Suppose X is the union of two closed subsets A and B of X .

Let f: A -> Y and g: B-> Y be continuous.

If f(x)=g(x) for every x in the intersection of A and B, then let h: X -> Y be a function defined by setting h(x)=f(x) for x in A, and h(x)=g(x) for x in B.

Then could we say that h is continuous ? Why?

This is called the gluing lemma.
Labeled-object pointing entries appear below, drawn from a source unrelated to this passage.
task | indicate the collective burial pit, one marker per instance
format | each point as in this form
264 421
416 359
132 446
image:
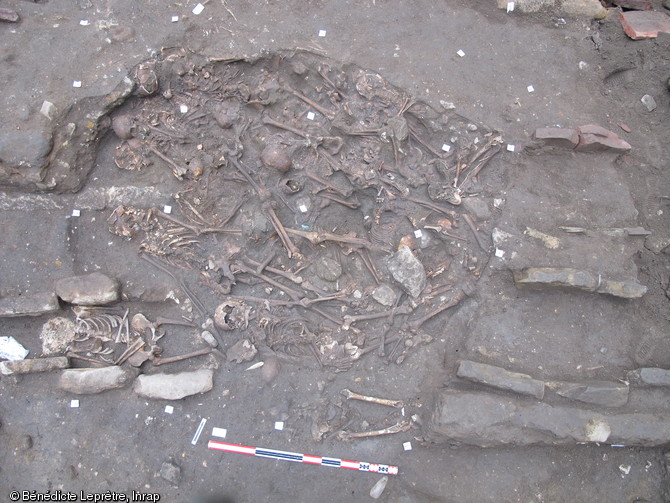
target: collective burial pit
328 212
It applies to finitely many closed sets and arbitrarily many open.

So, suppose that \(\displaystyle X=A\cup B\) where \(\displaystyle A,B\) are closed subspaces of \(\displaystyle X\) and \(\displaystyle f:A\to Y\) and \(\displaystyle g:B\to Y\) are continuous functions such that \(\displaystyle f\mid_{A\cap B}=g\mid_{A\cap B}\) then \(\displaystyle f\sqcup g:X\to Y:x\mapsto\begin{cases}f(x)\quad\text{if}\quad x\in A\\g(x)\quad\text{if}\quad x\in B\end{cases}\) is well-defined since \(\displaystyle f,g\) agree on the intersection of their domains. Also, it's continuous since if \(\displaystyle E\subseteq Y\) is closed it is easy to see that \(\displaystyle \left(f\sqcup g\right)^{-1}(E)=f^{-1}(E)\cup g^{-1}(E)\). But, since \(\displaystyle f,g\) are continuous \(\displaystyle f^{-1}(E),g^{-1}(E)\) are closed subspaces of \(\displaystyle A,B\) respectively but since they themselves are closed subspaces of \(\displaystyle X\) it follows that so are \(\displaystyle f^{-1}(E),g^{-1}(E)\). Thus, \(\displaystyle \left(f\sqcup g\right)^{-1}(E)\) is the finite union of closed sets and thus closed. The conclusion follows.

This can be generalized, as I said, to a finite partition of closed sets or an arbitary partition of open ones.